Ultrathin nanosheets-assembled CuO flowers for highly efficient electrocatalytic water oxidation

• Published in: Journal of materials science Vol. 53; no. 11; pp. 8141 - 8150
• Main Authors: Zhou, Qianqian, Li, Ting-Ting, Xu, Wei, Zhu, Hong-Lin, Zheng, Yue-Qing
• Format: Journal Article
• Language: English
• Published: New York Springer US 01.06.2018; Springer; Springer Nature B.V
• Subjects: Anodes; Anodizing; Catalysis; Catalytic activity; Characterization and Evaluation of Materials; Chemical Routes to Materials; Chemistry and Materials Science; Classical Mechanics; Copper oxides; Crystallography and Scattering Methods; Flowers; Materials Science; Metal foils; Nanosheets; Oxidation; Oxidation-reduction reactions; Oxygen evolution reactions; Polymer Sciences; Sodium hydroxide; Solid Mechanics; Oxygen Evolution Reaction (OER); Nanosheets; Water Oxidation Catalyst (WOCs); Low Tafel Slope; High Faradaic Efficiency
• ISSN: 0022-2461; 1573-4803
• DOI: 10.1007/s10853-018-2160-4

Integration of water oxidation catalysts on conductive support without polymer binder is an appealing strategy to improve the catalytic activity for electrochemical oxygen evolution reaction. Herein, the hierarchical CuO dandelion-like materials assembled from numerous ultrathin nanosheets are directly grown on Cu foil to produce a 3D oxygen evolution anode (CuO NSDs/CF).
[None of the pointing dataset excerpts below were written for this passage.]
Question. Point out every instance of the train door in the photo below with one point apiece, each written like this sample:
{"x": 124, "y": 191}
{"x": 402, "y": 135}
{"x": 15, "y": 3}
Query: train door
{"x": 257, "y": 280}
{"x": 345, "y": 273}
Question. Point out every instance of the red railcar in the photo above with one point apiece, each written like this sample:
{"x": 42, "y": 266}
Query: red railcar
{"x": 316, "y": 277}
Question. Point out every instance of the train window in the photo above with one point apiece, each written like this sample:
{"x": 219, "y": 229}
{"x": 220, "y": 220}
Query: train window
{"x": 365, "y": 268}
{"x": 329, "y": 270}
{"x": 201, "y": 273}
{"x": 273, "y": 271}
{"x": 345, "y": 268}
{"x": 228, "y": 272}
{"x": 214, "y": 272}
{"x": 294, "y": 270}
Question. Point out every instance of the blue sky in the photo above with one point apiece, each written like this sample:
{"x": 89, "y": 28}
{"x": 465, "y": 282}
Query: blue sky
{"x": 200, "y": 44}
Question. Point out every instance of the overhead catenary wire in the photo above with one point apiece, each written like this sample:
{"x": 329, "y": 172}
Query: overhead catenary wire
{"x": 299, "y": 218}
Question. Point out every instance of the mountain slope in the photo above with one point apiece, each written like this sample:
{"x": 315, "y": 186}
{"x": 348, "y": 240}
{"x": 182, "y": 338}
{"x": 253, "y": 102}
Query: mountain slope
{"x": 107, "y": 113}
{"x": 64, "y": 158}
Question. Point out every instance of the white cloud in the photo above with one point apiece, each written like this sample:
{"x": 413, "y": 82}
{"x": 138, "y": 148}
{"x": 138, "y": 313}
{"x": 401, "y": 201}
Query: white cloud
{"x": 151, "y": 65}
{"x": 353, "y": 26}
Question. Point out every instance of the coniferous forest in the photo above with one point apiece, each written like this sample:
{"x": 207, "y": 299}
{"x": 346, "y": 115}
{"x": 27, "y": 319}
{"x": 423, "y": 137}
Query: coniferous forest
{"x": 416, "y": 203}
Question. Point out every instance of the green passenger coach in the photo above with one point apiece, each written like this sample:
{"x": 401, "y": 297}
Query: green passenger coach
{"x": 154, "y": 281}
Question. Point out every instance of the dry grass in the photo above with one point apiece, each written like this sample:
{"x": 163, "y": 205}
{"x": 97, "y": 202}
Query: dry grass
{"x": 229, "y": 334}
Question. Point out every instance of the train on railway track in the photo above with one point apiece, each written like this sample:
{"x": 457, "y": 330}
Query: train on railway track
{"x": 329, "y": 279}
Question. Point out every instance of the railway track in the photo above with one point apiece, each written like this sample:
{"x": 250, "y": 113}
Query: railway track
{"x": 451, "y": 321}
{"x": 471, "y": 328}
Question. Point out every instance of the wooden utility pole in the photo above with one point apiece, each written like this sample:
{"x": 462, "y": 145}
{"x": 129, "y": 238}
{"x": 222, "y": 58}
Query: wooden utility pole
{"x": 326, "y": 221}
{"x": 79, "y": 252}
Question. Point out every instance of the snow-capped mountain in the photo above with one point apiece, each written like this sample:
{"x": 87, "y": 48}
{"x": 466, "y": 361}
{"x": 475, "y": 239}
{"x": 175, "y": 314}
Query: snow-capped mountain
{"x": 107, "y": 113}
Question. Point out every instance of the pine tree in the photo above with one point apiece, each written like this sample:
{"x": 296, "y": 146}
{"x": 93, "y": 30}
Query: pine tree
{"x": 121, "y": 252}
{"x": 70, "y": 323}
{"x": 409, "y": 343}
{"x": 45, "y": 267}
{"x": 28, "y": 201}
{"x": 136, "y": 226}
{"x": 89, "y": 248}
As a result of its integrated configuration and high electrocatalytic active sites, the anode exhibits superior electrocatalytic water oxidation activity in 1.0 M NaOH solution, associated with a small overpotential of 370 mV at 10 mA cm −2 and a low Tafel slope of 41 mV dec −1 . Furthermore, the anode can maintain a relatively stable current density at 1.65 V versus RHE for at least 24 h, and a high Faradaic efficiency of 98% is also achieved.